I didn't run away from home, nor did our friend John come back to the club and murder me, as promised. I haven't felt like blogging, and I finally realize it's because I don't want to jinx a good thing. I've been having such ridiculously great times -- er, make that totally adequate -- um, let's just say things have been OK, very OK, and I'm afraid if I do or say anything, it'll ruin it.
This month is the one-year anniversary of me getting fired from the yoga studio for reasons to this day unknown ("not a good match for us"), crying for two days, and returning to the sordid life of iniquity I lovingly call the titty business. I didn't plan to do it for long. I'd never been more than an average dancer for a week here and a week there in shady, two-bit dive bars, anyway. I wasn't drawn to it for the glamor (ha!) or the riches (double ha!) but for the speedy and easeful hiring process. Throw a thong, a bikini top, and a pair of shoes into your back-pack, hit up every club in town on a Tuesday afternoon until somebody gives you a job, and by the end of the day you've got a fistful of twenty dollar bills. Or ten dollar bills. Fives. Ones. Hell, money is money.
As it happened, I went to the two sleeziest joints in town and got turned down. Then I went to a relatively nice place and was hired before I'd walked all the way in the door. Gambler's luck, I guess. Also by chance, it was Texas-OU football day and in the middle of the afternoon the club was full of drunk Hispanic guys up from the Rio Grande valley to make a day of it in the big city. I made $400 that day, which to me then constituted riches beyond my wildest imagining. That's when I understood that you could make real money prancing around in your underpants. As it turned out, that was an unusually good dayshift at that particular ass factory. Still, the pickings were pretty good.

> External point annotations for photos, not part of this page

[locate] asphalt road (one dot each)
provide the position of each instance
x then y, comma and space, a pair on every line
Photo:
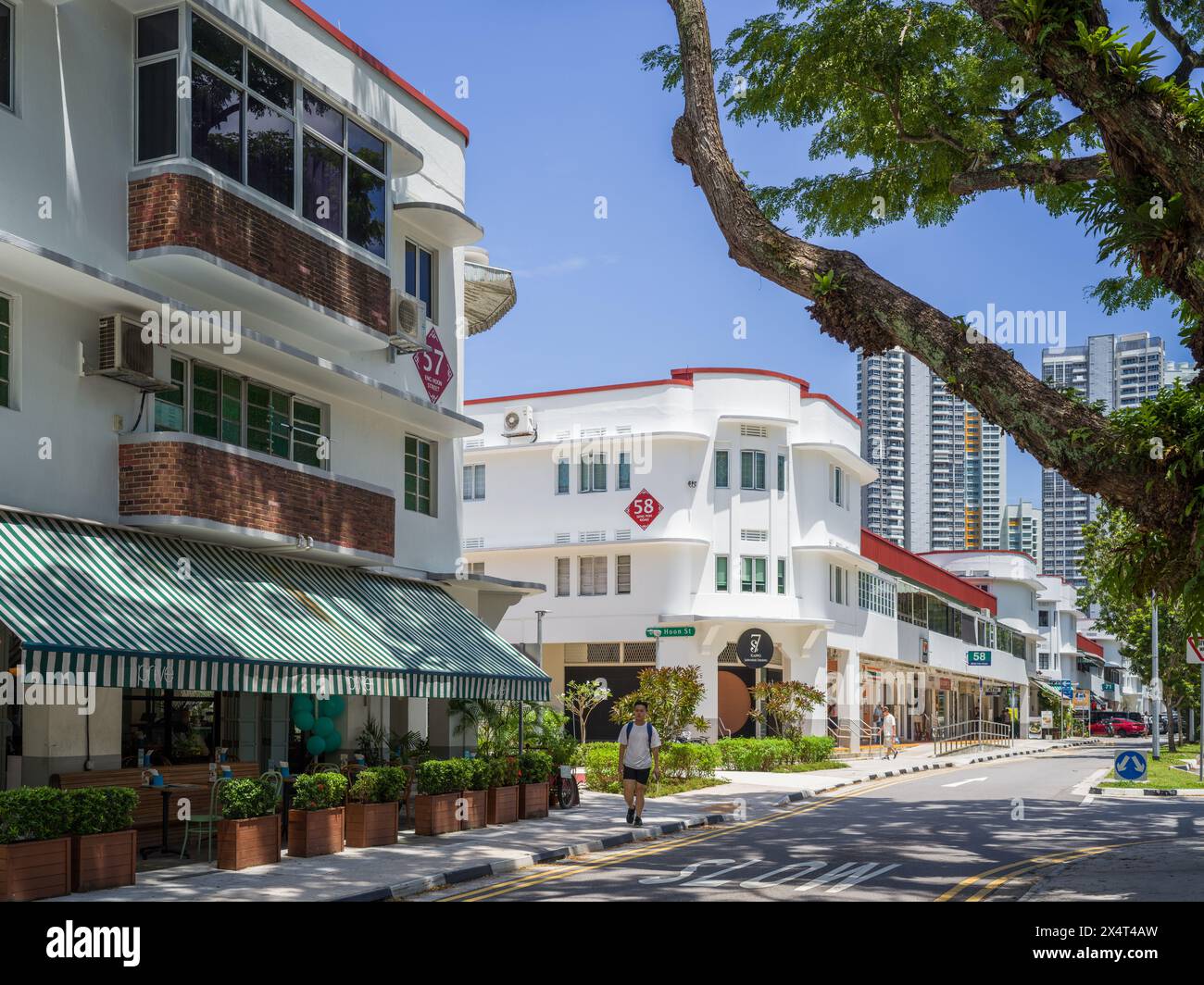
984, 832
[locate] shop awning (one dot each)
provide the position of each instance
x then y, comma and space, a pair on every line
141, 609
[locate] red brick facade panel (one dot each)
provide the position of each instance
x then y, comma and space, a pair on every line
168, 479
188, 211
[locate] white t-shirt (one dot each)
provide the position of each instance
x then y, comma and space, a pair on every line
638, 754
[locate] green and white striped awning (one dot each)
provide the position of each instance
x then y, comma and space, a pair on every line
147, 611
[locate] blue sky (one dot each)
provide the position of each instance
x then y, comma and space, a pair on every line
560, 112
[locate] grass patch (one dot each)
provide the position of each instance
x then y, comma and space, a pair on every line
807, 767
1160, 775
666, 788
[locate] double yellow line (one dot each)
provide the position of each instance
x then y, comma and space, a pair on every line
1010, 871
658, 847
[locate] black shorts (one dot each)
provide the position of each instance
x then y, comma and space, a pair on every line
638, 776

At the time, I wanted to go to Washington, D.C. the next month to see that Dalai Llama with my friend and consort, Barbara. All of a sudden, the money was easy. So I went. Then I went to Vegas, cause I felt like it. Then I went to New York City to visit my friend Emily and welcome my old high school roomie Pam home from foreign wars. Then I went to Florida to see my Grammer cause she's the one who put me through yoga school in the first place and I don't get to see her much and I love her. Finally, I settled down and started saving some money. I never knew how much money I'd make in a day. It always felt like luck, but my number came up often enough. My bank account got so fat and I got so cocky, I told my brilliant and beloved college-dropout boyfriend that I'd send him back to school on my dollar and he took me up on it.
So then all of a sudden, it couldn't be luck anymore. Because luck is not going to support two adults and three cats and a college tuition and two aging automobiles that have to go to the mechanic a lot. All this hit me when we got back from the trip in August. And so I spent most of that month -- when I wasn't at the club -- in bed, shivering.
And then suddenly, everything got good and I started making money. I don't know how, or why, except that I really, really, really wanted to. All of a sudden I'm an ass-shaking, high-heeled money-making machine. I think I finally figured this game out. I think things finally clicked. Or else it's all just a hot streak, and then I'm fucked indeed.